The Western Cape high court has dismissed an application by residents in the Bo-Kaap to halt the development of a mixed-use building that has caused concern amongst heritage experts.
Judge Andre le Grange awarded a costs order against the Bo-Kaap Civic and Ratepayers’ Association and Heritage Western Cape after dismissing their application to review a decision by city officials to allow the development by Buitengracht Properties to go ahead on Friday.
In July 2016, the City of Cape Town’s municipal planning tribunal (MPT) — where planning experts review and decide on certain planning projects in the city — decided to allow the development of a retail and residential property that was estimated to be worth around R1-billion.
The tribunal approved the development, despite 1 017 objections being lodged during the public participation process.
Residents in Bo-Kaap have since dubbed the development the “monster building”. Fabio Todeschini, a heritage practitioner, prepared an objection to the building on behalf of the Bo-Kaap ratepayers and business owners, saying that the development is not in the public interest.
“We urge that the proposals and development applications not be approved because they would occasion massive intrusion on, and damage to, the character of significant and historic areas of the central city,” Todeschini said in his objection.
There were 12 appeals lodged against the MPT’s decision, but in January 2017 Mayor Patricia de Lille dismissed the appeal after being recommended to do so by an advisory panel who studied the case. Both Heritage Western Cape and the city’s own internal environment and heritage department had raised concerns over the building, however.
“I accept the recommendation of the advisory panel and agree with its report to me. I considered, in particular, the view of the city’s environment and heritage department that the surrounding heritage resources will be impacted on in a negative manner to a certain degree by the proposed development due to the building’s sheer size, height and magnitude. However, I agree with the MPT and the advisory panel that the proposed development responds appropriately to the neighbouring buildings and the environment,” De Lille said.
Heritage Western Cape, the Bo-Kaap ratepayers association and Todeschini then applied for the decision to be taken on review and set aside on the basis that heritage concerns had not been adequately taken into account.
The building, which was initially planned to be 18-storeys, does not directly sit on a site that has heritage protection status — instead it located on Buitengracht Street, a busy road in the central business district, where it is on the border of Bo-Kaap’s Rose Street.
However, Heritage Western Cape chief executive Mxolisi Dlamuka had said that the building would separate Bo-Kaap from the inner city, and harm the historical relationship between the colourful neighbourhood and the city.
“The assertion that development has already occurred in the area between Buitengracht Street and Rose Street seems to ignore the parameters on which these declarations were based. They occurred in the 1960s and 1970s at the height of apartheid planning when the local (not white) community was ignored in favour of the economic needs and demands of the white business sector,” Dlamuka said in court papers.
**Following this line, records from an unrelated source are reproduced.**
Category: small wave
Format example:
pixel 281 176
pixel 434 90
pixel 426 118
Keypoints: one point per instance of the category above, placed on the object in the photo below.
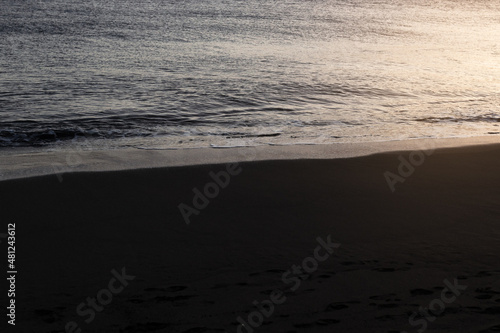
pixel 485 118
“That this should become the basis of continuing to isolate the Bo-Kaap seems extraordinary in the 21st century. Creating a barrier to the Bo-Kaap must be the antithesis of what inclusive, democratic planning should be developing,” Dlamuka continued.
Heritage Western Cape has sought a declaratory order from Le Grange that would mean the developers would require permission from Heritage Western Cape before they proceeded to develop the site. But Le Grange dismissed this request, saying the development was not located on a heritage protected site.
Buitengracht Properties, meanwhile, has decided that the building’s facade in Rose Street will only have three storeys out of respect for the character of the homes and businesses in the popular Bo-Kaap road.
But Le Grange’s judgment has marked a blow for Bo-Kaap residents.
Speaking to IOL, Osman Shabodien, the chairperson of the Bo-Kaap ratepayers’ association, said residents are “disappointed” in the judgment and plan to appeal.
A number of ongoing developments in the historical neighbourhood — where slaves lived once they were freed and Islam was first introduced to South Africa — had led to fears that the history of Bo-Kaap will be lost to gentrification. Le Grange acknowledged these concerns in his judgment.
“Gentrification in all its forms has become a chilling reality for the ordinary resident of Bo-Kaap. Understandably, the resistance to the gentrification of Bo-Kaap having regard to its historical significance can never be understated,” Le Grange said.